The woman nodded sadly. “That’s true,” she said.
“So with that established,” said Waylon, “and assuming that despite the absence of cash in your purse, you have some sort of bank card in there, I’m afraid I must now inform you that I have a gun in my pocket and that I will shoot you if you don’t go with me to the nearest ATM and withdraw one hundred dollars for me.”
“I had no idea this neighborhood had gotten so bad,” said the woman.
“Me neither,” said Waylon.
After a short, tense walk, Waylon and the woman found an ATM in front of a closed gas station just over a block from Beasley’s apartment. It was still possible that Waylon had time to make it before Beasley went to bed depending on how wrapped up Beasley had gotten in the night’s programming.
“Would you please do one thing for me?” asked the woman. “Will you write a note to my husband explaining why I had to withdraw a hundred dollars? Just a quick explanation and a signature?”
“I’ll do it,” said Waylon, feeling a twinge of nobility. He liked thinking that writing polite notes could become part of his code of honor.
The woman rummaged around in her purse for a few moments before extracting a notepad and pen and handing them to Waylon. Then she turned to navigate the options on the glowing ATM display.
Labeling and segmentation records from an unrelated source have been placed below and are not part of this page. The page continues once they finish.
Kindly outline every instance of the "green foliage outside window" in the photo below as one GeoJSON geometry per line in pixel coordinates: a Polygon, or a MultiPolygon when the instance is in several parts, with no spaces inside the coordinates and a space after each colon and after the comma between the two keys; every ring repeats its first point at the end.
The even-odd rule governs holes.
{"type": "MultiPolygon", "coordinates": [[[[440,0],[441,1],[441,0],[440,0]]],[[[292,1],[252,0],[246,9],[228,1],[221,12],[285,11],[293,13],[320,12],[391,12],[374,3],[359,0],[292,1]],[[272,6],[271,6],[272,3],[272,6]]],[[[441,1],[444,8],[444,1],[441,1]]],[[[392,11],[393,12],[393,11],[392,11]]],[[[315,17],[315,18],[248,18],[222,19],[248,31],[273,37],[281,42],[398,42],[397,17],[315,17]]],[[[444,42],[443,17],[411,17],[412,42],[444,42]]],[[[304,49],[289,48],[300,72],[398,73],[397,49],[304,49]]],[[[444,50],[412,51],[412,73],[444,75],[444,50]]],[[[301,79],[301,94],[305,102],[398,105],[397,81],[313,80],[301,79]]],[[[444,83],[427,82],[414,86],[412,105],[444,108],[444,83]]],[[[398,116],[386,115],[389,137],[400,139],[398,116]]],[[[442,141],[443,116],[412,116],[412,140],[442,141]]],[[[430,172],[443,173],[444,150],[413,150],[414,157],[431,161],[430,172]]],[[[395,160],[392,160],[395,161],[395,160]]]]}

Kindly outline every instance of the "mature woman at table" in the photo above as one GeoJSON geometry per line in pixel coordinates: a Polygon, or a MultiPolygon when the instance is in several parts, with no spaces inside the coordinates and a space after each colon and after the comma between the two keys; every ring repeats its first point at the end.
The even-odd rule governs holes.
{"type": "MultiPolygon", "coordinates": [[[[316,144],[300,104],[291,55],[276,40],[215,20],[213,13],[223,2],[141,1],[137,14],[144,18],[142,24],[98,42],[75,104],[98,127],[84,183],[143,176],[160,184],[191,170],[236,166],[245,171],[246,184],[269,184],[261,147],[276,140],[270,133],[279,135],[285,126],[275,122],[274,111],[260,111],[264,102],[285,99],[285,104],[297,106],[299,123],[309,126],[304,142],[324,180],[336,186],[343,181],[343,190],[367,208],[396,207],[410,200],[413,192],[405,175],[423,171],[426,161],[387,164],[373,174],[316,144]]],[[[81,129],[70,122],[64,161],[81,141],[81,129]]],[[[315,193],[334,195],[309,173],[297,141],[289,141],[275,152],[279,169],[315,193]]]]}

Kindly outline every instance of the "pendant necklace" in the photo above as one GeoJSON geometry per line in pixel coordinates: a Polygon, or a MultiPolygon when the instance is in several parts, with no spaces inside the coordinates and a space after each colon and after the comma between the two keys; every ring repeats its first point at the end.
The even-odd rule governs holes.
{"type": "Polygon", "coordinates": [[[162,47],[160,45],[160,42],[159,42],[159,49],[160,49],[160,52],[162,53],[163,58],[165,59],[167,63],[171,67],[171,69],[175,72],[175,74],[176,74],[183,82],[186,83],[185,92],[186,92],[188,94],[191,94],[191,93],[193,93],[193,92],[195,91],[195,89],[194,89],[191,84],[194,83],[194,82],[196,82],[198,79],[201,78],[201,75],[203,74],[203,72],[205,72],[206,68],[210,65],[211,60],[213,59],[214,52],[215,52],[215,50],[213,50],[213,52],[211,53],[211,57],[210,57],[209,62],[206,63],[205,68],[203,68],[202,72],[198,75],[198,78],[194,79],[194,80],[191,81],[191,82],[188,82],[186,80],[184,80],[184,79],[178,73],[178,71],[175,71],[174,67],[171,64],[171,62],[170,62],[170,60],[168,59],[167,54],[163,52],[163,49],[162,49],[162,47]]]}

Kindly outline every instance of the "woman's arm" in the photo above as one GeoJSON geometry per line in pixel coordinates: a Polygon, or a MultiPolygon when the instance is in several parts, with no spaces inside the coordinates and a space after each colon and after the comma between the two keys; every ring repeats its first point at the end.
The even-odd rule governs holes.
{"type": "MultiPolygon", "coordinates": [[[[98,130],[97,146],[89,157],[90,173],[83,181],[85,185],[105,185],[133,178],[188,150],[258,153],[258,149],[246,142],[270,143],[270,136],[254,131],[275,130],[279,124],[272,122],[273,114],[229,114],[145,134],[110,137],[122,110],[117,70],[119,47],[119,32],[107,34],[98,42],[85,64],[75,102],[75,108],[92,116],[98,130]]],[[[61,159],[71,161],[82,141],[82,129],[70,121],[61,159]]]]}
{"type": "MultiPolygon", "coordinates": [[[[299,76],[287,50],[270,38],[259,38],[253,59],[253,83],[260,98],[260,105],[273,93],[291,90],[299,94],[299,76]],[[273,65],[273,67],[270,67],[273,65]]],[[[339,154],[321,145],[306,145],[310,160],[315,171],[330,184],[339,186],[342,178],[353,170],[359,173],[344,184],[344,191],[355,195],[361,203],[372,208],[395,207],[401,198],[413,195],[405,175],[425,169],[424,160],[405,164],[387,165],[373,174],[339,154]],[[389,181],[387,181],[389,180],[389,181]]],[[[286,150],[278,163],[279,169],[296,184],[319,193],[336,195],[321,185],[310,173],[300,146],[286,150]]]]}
Waylon paused to consider the wording of the note, wanting to be direct and concise. A note of this kind, under these circumstances, had no business being ambiguous in any way. Certainly no room for light-heartedness or anything that could be construed as an evasion. All Waylon had managed to write was, “To whom it may concern” when the woman spun around, lunged toward him with her arm outstretched, and then a stinging burst of pepper spray splashed across Waylon’s eyes and he fell to his knees, pressing the palms of his hands against his face and coughing toxic-tasting saliva onto the asphalt. As he lay in the parking lot, lying prostrate in front of the ATM with his eyes burning and his nose running like a garden hose, Waylon slowly came to realize that there was no conceivable explanatory note that could possibly save his feet now.